Se alzaron murallas de fuego para derretir tapias de hielo, se sucedieron vientos huracanados hasta formar torbellinos, las repetidas tormentas de llamas asolaron los pasillos mientras, en la estancia donde se libraba la lid, las criaturas del Abismo acudían a la llamada de sus amos, y los espíritus, revueltos, removían los cimientos del castillo. La imponente fortaleza de Fistandantilus comenzó a resquebrajarse y se desprendieron los bloques de las almenas al unísono con los que le prestaban soporte.
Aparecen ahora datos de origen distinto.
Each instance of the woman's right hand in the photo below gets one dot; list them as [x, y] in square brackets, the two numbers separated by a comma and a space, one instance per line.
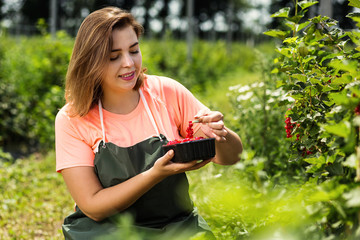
[164, 167]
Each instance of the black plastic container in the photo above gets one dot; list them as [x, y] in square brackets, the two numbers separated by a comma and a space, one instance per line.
[193, 150]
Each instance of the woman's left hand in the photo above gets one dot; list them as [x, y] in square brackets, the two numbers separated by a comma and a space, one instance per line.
[213, 125]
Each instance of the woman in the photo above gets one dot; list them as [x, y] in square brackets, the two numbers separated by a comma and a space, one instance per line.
[110, 132]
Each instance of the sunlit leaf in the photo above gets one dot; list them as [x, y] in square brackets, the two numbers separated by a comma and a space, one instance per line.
[284, 12]
[307, 3]
[353, 197]
[354, 3]
[276, 33]
[341, 129]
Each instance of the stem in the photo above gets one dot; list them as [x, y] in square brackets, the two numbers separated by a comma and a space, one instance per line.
[301, 65]
[357, 179]
[336, 45]
[294, 32]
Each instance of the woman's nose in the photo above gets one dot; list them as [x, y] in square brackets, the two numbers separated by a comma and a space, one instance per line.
[127, 61]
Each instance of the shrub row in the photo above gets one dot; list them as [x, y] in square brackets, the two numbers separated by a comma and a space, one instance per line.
[32, 73]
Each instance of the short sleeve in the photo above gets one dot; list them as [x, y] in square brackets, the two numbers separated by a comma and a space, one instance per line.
[184, 105]
[71, 149]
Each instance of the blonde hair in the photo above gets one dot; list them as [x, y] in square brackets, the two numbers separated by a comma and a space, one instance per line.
[90, 56]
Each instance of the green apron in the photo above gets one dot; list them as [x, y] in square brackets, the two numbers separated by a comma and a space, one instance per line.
[164, 212]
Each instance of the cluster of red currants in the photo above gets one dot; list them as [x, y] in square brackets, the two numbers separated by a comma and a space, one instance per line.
[289, 126]
[189, 136]
[189, 130]
[357, 109]
[176, 141]
[307, 152]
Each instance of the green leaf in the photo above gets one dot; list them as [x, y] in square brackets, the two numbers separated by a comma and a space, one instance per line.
[307, 3]
[355, 17]
[276, 33]
[284, 12]
[339, 98]
[315, 160]
[353, 198]
[300, 77]
[302, 25]
[285, 51]
[341, 129]
[354, 3]
[291, 40]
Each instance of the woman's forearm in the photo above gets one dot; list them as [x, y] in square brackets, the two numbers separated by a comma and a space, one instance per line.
[98, 202]
[228, 151]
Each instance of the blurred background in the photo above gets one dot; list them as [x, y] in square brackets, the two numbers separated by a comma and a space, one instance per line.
[233, 20]
[286, 186]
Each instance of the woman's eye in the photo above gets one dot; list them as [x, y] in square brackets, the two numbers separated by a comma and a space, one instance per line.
[134, 51]
[113, 58]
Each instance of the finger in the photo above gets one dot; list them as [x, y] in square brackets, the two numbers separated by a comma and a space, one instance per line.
[213, 117]
[216, 125]
[167, 157]
[199, 164]
[220, 133]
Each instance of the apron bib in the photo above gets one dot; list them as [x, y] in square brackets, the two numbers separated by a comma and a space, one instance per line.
[163, 212]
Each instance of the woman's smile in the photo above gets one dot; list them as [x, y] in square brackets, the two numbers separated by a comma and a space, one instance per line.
[127, 76]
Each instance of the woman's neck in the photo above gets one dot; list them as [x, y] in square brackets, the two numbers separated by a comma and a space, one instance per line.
[123, 103]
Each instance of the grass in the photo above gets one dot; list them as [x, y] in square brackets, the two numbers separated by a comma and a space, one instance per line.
[33, 200]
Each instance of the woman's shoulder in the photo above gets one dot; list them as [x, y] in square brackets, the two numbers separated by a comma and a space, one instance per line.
[65, 116]
[162, 83]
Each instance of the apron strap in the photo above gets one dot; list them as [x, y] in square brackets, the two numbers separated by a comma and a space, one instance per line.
[147, 111]
[149, 114]
[102, 121]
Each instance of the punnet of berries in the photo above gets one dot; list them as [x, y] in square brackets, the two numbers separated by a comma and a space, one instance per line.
[191, 148]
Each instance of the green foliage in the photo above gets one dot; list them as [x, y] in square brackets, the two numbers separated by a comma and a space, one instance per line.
[33, 199]
[31, 72]
[318, 67]
[210, 62]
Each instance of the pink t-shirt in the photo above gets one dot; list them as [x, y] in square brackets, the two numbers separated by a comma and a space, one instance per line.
[172, 107]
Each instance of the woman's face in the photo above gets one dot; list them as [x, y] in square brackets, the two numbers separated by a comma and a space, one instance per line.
[125, 61]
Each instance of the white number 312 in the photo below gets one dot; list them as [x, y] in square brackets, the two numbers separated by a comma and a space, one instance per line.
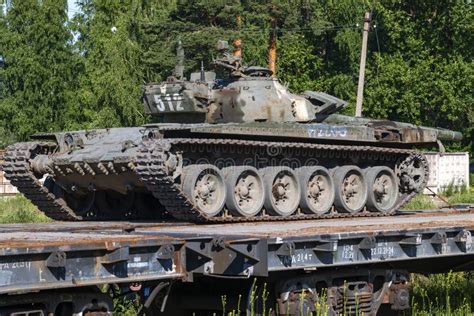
[173, 101]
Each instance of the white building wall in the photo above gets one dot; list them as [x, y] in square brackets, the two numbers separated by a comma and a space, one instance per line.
[446, 169]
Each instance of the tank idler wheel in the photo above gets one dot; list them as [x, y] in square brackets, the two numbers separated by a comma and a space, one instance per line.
[382, 189]
[351, 189]
[204, 186]
[244, 190]
[317, 190]
[282, 190]
[82, 203]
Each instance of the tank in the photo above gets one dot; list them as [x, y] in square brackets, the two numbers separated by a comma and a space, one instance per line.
[232, 147]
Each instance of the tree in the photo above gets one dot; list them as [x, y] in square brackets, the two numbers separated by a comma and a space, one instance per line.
[111, 82]
[37, 66]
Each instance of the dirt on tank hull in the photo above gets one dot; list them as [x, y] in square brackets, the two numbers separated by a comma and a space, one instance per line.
[241, 148]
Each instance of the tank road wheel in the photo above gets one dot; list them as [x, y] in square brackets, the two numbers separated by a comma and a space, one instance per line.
[382, 189]
[351, 189]
[205, 188]
[317, 190]
[282, 190]
[81, 202]
[244, 190]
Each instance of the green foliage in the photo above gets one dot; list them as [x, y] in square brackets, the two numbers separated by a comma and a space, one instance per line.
[420, 202]
[37, 70]
[442, 294]
[18, 209]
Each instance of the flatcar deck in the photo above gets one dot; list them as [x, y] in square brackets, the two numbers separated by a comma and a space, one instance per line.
[64, 254]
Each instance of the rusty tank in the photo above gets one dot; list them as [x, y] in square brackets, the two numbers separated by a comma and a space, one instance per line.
[227, 148]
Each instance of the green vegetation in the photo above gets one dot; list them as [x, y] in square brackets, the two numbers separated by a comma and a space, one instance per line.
[58, 73]
[420, 202]
[443, 294]
[18, 209]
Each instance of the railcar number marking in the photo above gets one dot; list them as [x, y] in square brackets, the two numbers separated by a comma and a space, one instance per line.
[174, 102]
[327, 131]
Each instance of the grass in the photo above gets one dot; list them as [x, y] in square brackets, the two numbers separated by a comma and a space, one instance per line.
[442, 294]
[420, 202]
[18, 209]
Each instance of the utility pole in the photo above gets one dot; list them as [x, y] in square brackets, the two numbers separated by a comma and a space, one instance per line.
[238, 42]
[363, 56]
[272, 48]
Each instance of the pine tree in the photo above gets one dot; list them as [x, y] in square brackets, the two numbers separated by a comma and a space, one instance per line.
[112, 79]
[37, 66]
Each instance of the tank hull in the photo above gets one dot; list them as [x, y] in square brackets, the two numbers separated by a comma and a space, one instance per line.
[144, 173]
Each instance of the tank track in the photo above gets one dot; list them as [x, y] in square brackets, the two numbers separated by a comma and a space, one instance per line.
[152, 170]
[17, 169]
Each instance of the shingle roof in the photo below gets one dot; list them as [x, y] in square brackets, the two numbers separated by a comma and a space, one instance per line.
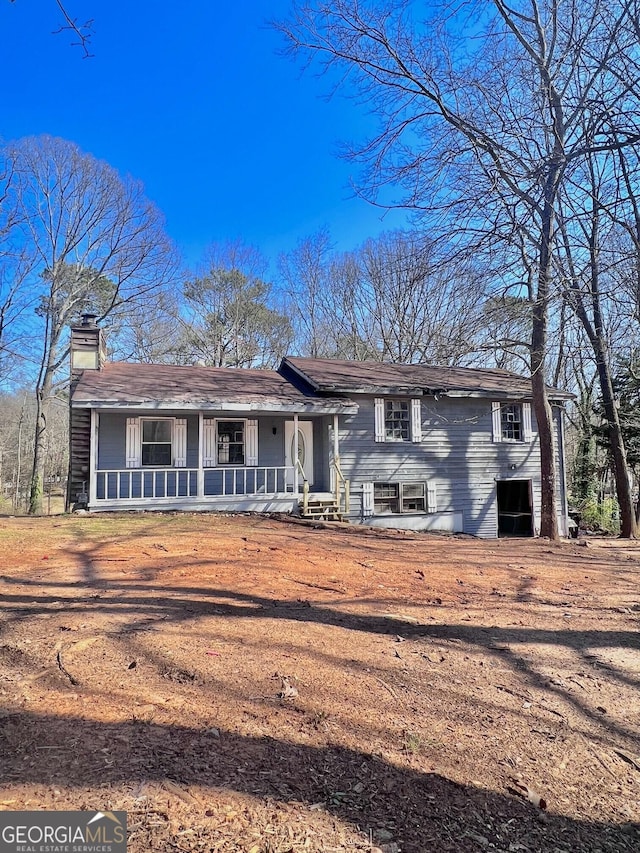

De pronto, uno de los nigromantes emitió un bramido ensordecedor y, con un esputo sanguinolento, se desmoronó. ¿Quién era el caído? Los guardianes se esforzaron en distinguirlos, mas fue inútil.

El otro mago, exhausto, descansó unos momentos antes de arrastrarse hacia la losa. Su temblorosa mano alcanzó la gélida superficie, la tanteó y encontró el colgante. En un postrer alarde de vitalidad, asió la alhaja y reptó hasta su moribundo enemigo.

El hechicero que sostenía el objeto arcano vaciló. Estaba tan próximo a su víctima que pudo leer el mudo mensaje de sus ojos entreabiertos y su alma se encogió al ver lo que éstos le relataban. Vencido su titubeo, apretó los labios mientras, meneando su encapuchada cabeza y sonriendo en actitud de triunfo, aplastaba el colgante contra el pecho del postrado.

El cuerpo que yacía en el suelo se contorsionó en espasmos de agonía, un grito desgarrado asomó a sus ensangrentados labios. Repentinamente, cesaron los lamentos. La piel del derrotado se arrugó y cuarteó cual un pergamino reseco; su mirada se clavó en la negrura hasta que todo él se paralizó.